Merge pull request #55 from Waltham-Data-Science/claude/ndi-cloud-api-porting-wumxY

stevevanhooser · web-flow · commit cd0346ddaea4 · 2026-04-20T20:15:17.000-04:00
Add bulkFetch and documentClassCounts API functions
diff --git a/src/ndi/cloud/api/documents.py b/src/ndi/cloud/api/documents.py
@@ -10,13 +10,17 @@
 
 from __future__ import annotations
 
+import re
 from typing import Annotated, Any
 
 from pydantic import SkipValidation, validate_call
 
 from ..client import APIResponse, CloudClient, _auto_client
 from ._validators import VALIDATE_CONFIG, CloudId, FilePath, PageNumber, PageSize, Scope
 
+_HEX24 = re.compile(r"^[0-9a-fA-F]{24}$")
+_BULK_FETCH_MAX = 500
+
 _Client = Annotated[CloudClient | None, SkipValidation()]
 
 
@@ -178,6 +182,86 @@ def countDocuments(dataset_id: CloudId, *, client: _Client = None) -> int:
     return ds.get("documentCount", 0)
 
 
+@_auto_client
+@validate_call(config=VALIDATE_CONFIG)
+def bulkFetch(
+    dataset_id: CloudId,
+    doc_ids: list[str],
+    *,
+    client: _Client = None,
+) -> list[dict[str, Any]]:
+    """POST /datasets/{datasetId}/documents/bulk-fetch
+
+    Synchronously fetch up to 500 documents (with full data) from a
+    dataset in a single call.  This is the fast synchronous companion
+    to the asynchronous :func:`getBulkDownloadURL` pipeline and is
+    intended for small sets (e.g. a subset of IDs returned by
+    :func:`ndiquery`).
+
+    Documents that do not exist, are soft-deleted, or do not belong to
+    the specified dataset are silently omitted from the response.  The
+    order of the returned documents is not guaranteed to match the
+    request order.
+
+    MATLAB equivalent: +cloud/+api/+documents/bulkFetch.m
+
+    Args:
+        dataset_id: The ID of the dataset containing the documents.
+        doc_ids: Document IDs to fetch.  Must be non-empty, at most 500
+            entries, and each entry must be a 24-character hex string.
+        client: Authenticated cloud client (auto-created if omitted).
+
+    Returns:
+        A list of document dicts, each with fields ``id``, ``ndiId``,
+        ``name``, ``className``, ``datasetId``, and ``data``.
+    """
+    if not doc_ids:
+        raise ValueError("doc_ids must be non-empty")
+    if len(doc_ids) > _BULK_FETCH_MAX:
+        raise ValueError(f"doc_ids must have at most {_BULK_FETCH_MAX} entries")
+    for did in doc_ids:
+        if not _HEX24.match(did):
+            raise ValueError(f"doc_ids entries must be 24-character hex strings: {did!r}")

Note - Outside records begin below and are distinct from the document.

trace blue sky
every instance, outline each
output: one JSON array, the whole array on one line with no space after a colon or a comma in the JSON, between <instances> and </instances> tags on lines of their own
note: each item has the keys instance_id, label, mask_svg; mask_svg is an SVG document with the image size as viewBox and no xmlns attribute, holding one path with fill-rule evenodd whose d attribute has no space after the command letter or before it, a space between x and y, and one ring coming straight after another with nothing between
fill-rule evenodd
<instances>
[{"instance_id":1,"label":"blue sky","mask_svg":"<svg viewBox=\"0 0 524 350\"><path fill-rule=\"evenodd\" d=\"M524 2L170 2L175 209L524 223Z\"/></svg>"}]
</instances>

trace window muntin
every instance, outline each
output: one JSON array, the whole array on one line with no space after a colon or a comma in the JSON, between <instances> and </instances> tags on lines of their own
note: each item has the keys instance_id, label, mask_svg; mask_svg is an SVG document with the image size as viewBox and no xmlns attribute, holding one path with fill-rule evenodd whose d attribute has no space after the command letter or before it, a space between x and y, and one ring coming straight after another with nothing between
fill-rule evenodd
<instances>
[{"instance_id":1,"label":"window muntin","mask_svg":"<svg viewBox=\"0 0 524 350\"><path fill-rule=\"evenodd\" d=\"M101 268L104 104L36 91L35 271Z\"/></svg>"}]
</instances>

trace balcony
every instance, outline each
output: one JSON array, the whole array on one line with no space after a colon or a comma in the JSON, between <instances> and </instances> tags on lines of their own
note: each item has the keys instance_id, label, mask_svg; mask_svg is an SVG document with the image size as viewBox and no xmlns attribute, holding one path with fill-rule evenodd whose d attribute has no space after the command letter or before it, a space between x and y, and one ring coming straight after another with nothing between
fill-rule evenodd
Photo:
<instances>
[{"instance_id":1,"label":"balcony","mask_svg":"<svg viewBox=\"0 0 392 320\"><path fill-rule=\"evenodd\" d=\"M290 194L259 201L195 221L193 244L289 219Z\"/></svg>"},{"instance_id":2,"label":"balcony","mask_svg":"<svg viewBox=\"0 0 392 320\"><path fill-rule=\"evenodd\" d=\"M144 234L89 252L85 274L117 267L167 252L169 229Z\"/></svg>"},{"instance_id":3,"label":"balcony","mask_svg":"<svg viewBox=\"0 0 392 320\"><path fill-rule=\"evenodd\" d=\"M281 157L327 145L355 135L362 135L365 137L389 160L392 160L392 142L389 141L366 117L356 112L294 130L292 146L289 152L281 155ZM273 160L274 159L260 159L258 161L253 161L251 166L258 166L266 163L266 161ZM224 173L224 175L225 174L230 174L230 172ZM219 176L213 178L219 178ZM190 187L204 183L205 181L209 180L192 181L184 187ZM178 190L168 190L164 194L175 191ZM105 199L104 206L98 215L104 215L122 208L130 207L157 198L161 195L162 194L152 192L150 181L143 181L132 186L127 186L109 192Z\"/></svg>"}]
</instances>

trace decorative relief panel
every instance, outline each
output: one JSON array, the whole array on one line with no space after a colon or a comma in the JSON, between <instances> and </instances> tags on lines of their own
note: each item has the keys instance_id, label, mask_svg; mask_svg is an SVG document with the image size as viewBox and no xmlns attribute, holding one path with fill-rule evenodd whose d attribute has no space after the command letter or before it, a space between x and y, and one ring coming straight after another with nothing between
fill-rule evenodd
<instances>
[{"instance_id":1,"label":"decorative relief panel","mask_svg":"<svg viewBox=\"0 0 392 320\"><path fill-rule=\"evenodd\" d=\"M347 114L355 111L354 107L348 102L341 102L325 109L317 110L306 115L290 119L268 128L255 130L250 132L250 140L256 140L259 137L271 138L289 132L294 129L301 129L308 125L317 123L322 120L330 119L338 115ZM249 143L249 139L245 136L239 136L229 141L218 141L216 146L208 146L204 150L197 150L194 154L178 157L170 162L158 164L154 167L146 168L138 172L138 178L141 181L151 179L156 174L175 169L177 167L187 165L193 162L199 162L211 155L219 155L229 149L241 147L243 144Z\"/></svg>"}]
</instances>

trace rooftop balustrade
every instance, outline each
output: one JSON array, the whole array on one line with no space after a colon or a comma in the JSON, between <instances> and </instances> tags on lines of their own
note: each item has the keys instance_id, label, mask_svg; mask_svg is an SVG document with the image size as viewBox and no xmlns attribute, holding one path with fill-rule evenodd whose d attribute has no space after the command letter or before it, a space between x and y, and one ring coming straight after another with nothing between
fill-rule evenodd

+    result = client.post(
+        "/datasets/{datasetId}/documents/bulk-fetch",
+        json={"documentIds": list(doc_ids)},
+        datasetId=dataset_id,
+    )
+    return result.get("documents", []) if isinstance(result, dict) else list(result or [])
+
+
+@_auto_client
+@validate_call(config=VALIDATE_CONFIG)
+def documentClassCounts(
+    dataset_id: CloudId,
+    *,
+    client: _Client = None,
+) -> dict[str, Any]:
+    """GET /datasets/{datasetId}/document-class-counts
+
+    Retrieve a flat histogram of documents in a dataset grouped by leaf
+    ``data.document_class.class_name``.  No inheritance roll-up is
+    performed; for class-aware drill-downs use :func:`ndiquery` with
+    the ``isa`` operator.
+
+    MATLAB equivalent: +cloud/+api/+documents/documentClassCounts.m
+
+    Args:
+        dataset_id: The ID of the dataset to query.
+        client: Authenticated cloud client (auto-created if omitted).
+
+    Returns:
+        Dict with fields ``datasetId``, ``totalDocuments``, and
+        ``classCounts`` (a mapping of class name to integer count).
+        Documents with missing/empty ``class_name`` are bucketed under
+        ``'unknown'``.
+    """
+    return client.get(
+        "/datasets/{datasetId}/document-class-counts",
+        datasetId=dataset_id,
+    )
+
+
 @_auto_client
 @validate_call(config=VALIDATE_CONFIG)
 def bulkUpload(
diff --git a/src/ndi/cloud/api/ndi_matlab_python_bridge.yaml b/src/ndi/cloud/api/ndi_matlab_python_bridge.yaml
@@ -473,6 +473,53 @@ functions:
       Python convenience that combines getBulkUploadURL + putFiles.
       MATLAB does these as separate steps.
 
+  - name: bulkFetch
+    matlab_path: "+ndi/+cloud/+api/+documents/bulkFetch.m"
+    matlab_last_sync_hash: "bacdd0c3"
+    python_path: "ndi/cloud/api/documents.py"
+    input_arguments:
+      - name: dataset_id
+        type_matlab: "string"
+        type_python: "CloudId"
+      - name: doc_ids
+        type_matlab: "string array"
+        type_python: "list[str]"
+      - name: client
+        type_python: "_Client"
+        default: "None"
+    output_arguments:
+      - name: documents
+        type_python: "list[dict[str, Any]]"
+    decision_log: >
+      Synchronized with MATLAB main as of 2026-04-20. Synchronous bulk
+      fetch of up to 500 documents by ID via POST /datasets/{datasetId}
+      /documents/bulk-fetch. Mirrors MATLAB input validation: non-empty,
+      <= 500 entries, each a 24-character hex string. MATLAB returns
+      (b, answer, apiResponse, apiURL); Python returns only the documents
+      list (the 'answer'), consistent with other api.* wrappers that
+      delegate HTTP metadata to CloudClient.
+
+  - name: documentClassCounts
+    matlab_path: "+ndi/+cloud/+api/+documents/documentClassCounts.m"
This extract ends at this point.